The complication arises when the experiential field that situates cognition is no longer rooted in the affinity between representation and reception, but in a more problematic circumstance in which the act of consciousness itself could be rendered. In this logic, the interface with technology could suggest much more than the navigation through hyper or virtual environments. It could suggest the programming of the neurological process at the level of the formation of consciousness (or perhaps unconsciousness) itself!
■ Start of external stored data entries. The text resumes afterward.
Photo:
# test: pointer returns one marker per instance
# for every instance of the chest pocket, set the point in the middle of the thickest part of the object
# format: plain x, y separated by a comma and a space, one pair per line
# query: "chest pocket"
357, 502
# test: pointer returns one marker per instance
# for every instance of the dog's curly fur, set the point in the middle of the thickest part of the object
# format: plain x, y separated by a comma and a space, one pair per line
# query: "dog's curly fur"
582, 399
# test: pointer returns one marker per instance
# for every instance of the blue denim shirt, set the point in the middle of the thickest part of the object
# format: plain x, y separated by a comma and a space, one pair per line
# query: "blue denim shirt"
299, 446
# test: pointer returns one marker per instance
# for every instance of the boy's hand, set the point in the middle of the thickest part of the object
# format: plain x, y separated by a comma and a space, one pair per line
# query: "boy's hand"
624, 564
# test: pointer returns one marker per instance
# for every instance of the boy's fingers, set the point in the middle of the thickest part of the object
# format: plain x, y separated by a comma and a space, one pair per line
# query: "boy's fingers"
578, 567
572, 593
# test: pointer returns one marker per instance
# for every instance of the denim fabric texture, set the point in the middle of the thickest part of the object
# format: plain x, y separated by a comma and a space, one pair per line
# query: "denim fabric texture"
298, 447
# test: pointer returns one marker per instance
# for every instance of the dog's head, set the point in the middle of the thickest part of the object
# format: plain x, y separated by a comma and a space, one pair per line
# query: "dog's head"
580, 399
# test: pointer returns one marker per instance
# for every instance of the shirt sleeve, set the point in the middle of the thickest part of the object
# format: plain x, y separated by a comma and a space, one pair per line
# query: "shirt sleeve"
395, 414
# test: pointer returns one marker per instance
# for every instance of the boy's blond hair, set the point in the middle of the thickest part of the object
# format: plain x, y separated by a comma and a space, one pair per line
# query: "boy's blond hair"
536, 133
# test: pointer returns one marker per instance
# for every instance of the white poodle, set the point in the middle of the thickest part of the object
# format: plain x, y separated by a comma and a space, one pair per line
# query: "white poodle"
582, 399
Vilem Flusser writes that "electronic memories provide us with a critical distance that will permit us, in the long run, to emancipate ourselves form the ideological belief that we are 'spiritual beings', subjects that face an objective world...Our brain will thus be freed for other tasks, like processing information." He continues (and hear the similarities with Castells) on the benefits of electronic memory that "A person will no longer be a worker (homo farber) but an information processor, a player with information (homo ludens)," and that "we shall enhance our ability to obliterate information...this will show us that forgetting is just as important a function of memory as remembering." (11) (On Memory). Situational knowledge, contingent expression? Perhaps the aftereffects of the eradication of legitimate canons of artistic, literary, even political narratives, has created a circumstance in which the meaning and usefulness of experience is wholly related with its engaged relationship with the present. And it comes as no surprise that electronic media demands a multileveled participation in the flow of information, intention and technology.